Stephen Kunken and Jorge Bosch
(Photo c/o O&M DKC)

The U.S. premiere of the Olivier-nominated political thriller Kyoto has its complete cast and creative team. The play will begin performances at the Mitzi E. Newhouse Theater on October 8 with the official opening set for November 3. The play, written by Joe Murphy and Joe Robertson, is directed by Stephen Daldry and Justin Martin, the team behind Stranger Things: The First Shadow. (No gigantic, looming creature will be involved.)

Stephen Kunken, reprising his role as American lawyer and ex-government strategist Don Pearlman, will be joined by Jorge Bosch, reprising his Olivier-nominated role as Argentinian lawyer and conference leader Raul Estrada-Oyuela, Peter Bradbury as climate change skeptic Fred Singer, Kate Burton as USA, Feodor Chin as China, Erin Darke as Germany, Natalie Gold as Shirley, Daniel Jenkins as Gore/Bolin/Santer/Observer, Dariush Kashani as Saudi Arabia, Rob Narita as Japan, Imani Jade Powers as Secretariat, Ferdy Roberts reprising his role as U.K./Prescott/Houghton, Roslyn Ruff as Tanzania and Taiana Tully as Kiribati.
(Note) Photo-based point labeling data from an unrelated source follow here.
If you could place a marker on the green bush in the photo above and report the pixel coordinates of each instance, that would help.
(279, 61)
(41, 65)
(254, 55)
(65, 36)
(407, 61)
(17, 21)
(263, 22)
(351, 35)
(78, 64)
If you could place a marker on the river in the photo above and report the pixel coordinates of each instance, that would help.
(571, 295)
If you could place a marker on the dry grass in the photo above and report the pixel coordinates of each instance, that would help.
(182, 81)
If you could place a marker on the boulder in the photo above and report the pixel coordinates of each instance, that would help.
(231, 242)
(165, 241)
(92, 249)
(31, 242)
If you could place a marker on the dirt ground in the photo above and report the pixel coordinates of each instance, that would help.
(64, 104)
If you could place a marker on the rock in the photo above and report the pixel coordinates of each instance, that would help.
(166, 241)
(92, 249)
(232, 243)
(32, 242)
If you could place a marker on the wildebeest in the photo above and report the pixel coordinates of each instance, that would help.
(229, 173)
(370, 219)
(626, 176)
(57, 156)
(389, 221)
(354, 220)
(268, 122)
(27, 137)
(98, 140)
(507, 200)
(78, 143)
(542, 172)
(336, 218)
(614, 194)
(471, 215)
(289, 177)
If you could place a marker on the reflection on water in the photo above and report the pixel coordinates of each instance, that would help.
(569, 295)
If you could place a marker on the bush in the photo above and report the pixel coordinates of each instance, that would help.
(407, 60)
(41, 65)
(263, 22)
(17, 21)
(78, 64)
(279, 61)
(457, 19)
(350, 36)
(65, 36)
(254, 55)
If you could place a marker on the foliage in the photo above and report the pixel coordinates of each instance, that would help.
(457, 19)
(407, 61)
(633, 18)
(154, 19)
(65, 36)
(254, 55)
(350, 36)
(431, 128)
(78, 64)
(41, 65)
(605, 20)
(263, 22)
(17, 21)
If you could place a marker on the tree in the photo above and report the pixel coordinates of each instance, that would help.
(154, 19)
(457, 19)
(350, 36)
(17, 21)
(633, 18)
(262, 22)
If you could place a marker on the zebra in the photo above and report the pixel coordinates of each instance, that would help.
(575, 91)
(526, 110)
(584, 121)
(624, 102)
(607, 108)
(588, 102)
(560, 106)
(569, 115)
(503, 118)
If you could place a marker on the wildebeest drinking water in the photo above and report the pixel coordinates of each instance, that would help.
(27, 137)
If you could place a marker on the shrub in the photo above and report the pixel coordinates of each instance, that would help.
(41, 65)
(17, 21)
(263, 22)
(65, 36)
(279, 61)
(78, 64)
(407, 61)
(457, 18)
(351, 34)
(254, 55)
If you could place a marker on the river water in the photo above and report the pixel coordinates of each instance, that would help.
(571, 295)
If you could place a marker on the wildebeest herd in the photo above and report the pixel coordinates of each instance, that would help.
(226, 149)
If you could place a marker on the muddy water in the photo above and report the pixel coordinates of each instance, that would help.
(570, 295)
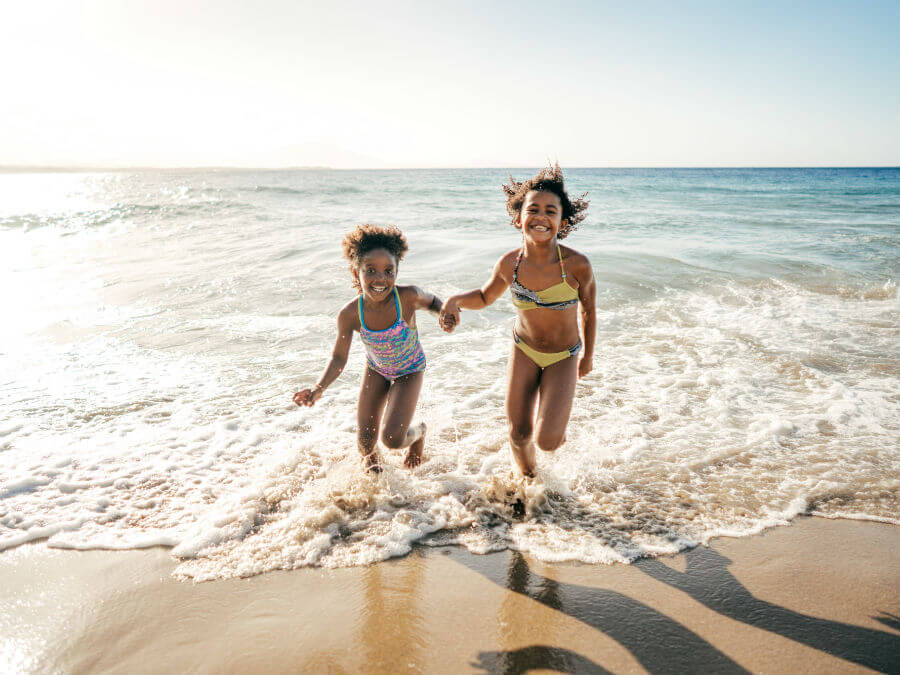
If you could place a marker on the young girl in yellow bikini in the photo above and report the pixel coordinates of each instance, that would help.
(544, 363)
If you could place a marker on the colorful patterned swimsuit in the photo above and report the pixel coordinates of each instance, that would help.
(394, 351)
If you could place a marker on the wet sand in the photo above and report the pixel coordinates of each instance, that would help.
(820, 596)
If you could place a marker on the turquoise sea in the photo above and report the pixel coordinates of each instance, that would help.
(747, 367)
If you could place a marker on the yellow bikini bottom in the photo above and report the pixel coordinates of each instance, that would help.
(544, 359)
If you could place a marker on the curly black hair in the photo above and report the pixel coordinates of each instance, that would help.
(367, 238)
(549, 179)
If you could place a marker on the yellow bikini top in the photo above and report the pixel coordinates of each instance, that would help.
(558, 296)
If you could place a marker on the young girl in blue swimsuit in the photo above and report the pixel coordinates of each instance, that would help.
(384, 315)
(544, 363)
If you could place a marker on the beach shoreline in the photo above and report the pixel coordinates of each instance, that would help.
(818, 596)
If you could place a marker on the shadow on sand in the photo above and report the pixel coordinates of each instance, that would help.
(661, 644)
(708, 581)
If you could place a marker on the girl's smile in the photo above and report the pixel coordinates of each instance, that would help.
(541, 216)
(377, 272)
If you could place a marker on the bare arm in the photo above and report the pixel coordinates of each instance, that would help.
(338, 360)
(427, 301)
(478, 298)
(587, 301)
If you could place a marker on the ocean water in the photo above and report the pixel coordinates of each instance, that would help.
(156, 324)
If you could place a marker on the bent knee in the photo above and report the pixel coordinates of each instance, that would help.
(392, 438)
(548, 442)
(519, 433)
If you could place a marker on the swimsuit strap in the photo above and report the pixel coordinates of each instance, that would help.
(518, 260)
(398, 305)
(362, 322)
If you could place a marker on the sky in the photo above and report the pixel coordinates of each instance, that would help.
(462, 84)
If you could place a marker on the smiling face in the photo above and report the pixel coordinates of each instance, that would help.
(376, 273)
(541, 216)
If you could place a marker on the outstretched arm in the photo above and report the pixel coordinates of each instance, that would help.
(427, 301)
(478, 298)
(338, 360)
(587, 301)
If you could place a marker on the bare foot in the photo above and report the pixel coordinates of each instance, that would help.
(524, 456)
(371, 463)
(416, 448)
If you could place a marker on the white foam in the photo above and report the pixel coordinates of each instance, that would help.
(141, 413)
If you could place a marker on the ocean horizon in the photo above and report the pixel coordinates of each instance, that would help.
(746, 368)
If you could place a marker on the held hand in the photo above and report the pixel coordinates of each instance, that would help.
(449, 316)
(308, 397)
(585, 366)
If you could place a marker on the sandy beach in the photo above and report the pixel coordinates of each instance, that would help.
(820, 596)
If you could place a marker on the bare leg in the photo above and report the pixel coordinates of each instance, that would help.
(557, 388)
(521, 394)
(373, 393)
(398, 430)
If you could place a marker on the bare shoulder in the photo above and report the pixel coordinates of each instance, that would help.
(348, 317)
(507, 262)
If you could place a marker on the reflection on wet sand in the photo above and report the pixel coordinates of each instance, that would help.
(393, 590)
(673, 649)
(707, 580)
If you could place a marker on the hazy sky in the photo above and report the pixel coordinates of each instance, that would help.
(347, 84)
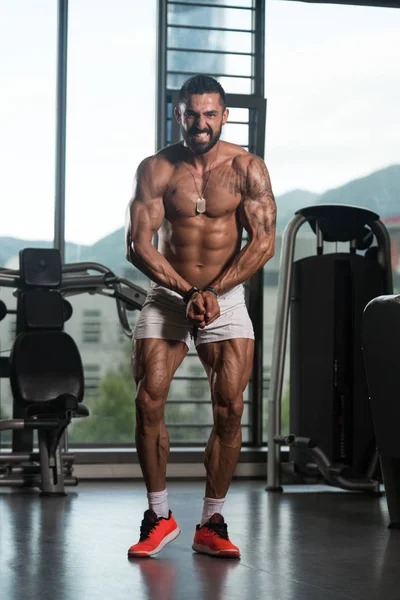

Offstage understudies include Odera Adimorah, Zoe Cipres, Luis Carlos de La Lombana and Paul Juhn.

Dramatizing the 1997 meeting where the Kyoto Protocol was adopted, Kyoto will be part of Lear deBessonet’s debut season as artistic director of LCT. “At Lincoln Center Theater, we believe theater is where we wrestle with the questions of our time—with rigor, with imagination and with heart,” she said in a statement. “Kyoto is a play that does just that, continuing in the tradition of plays that bring the global stage and the complexities of the world to LCT audiences.

“Kyoto tells the story of how the world overcame deep, intractable differences to reach the first unanimous, binding agreement on climate change,” writers Murphy and Robertson said. “Although this might sound like a fairytale, for us it’s a story which speaks thrillingly, directly—and with hope—to our disjointed times.”

Saving the Earth is a filthy business. Welcome to the Kyoto Conference Centre, December 11, 1997. The nations of the world are in deadlock. Time is running out and a climate change agreement feels a world away. The greatest obstacle: American oil lobbyist and master strategist, Don Pearlman. Kyoto dramatizes the moment all nations tried to set aside their differences for the sake of the earth. The play asks who gets to decide what’s worth saving when the entire planet is at risk—and what we’re willing to give up so we can move forward together.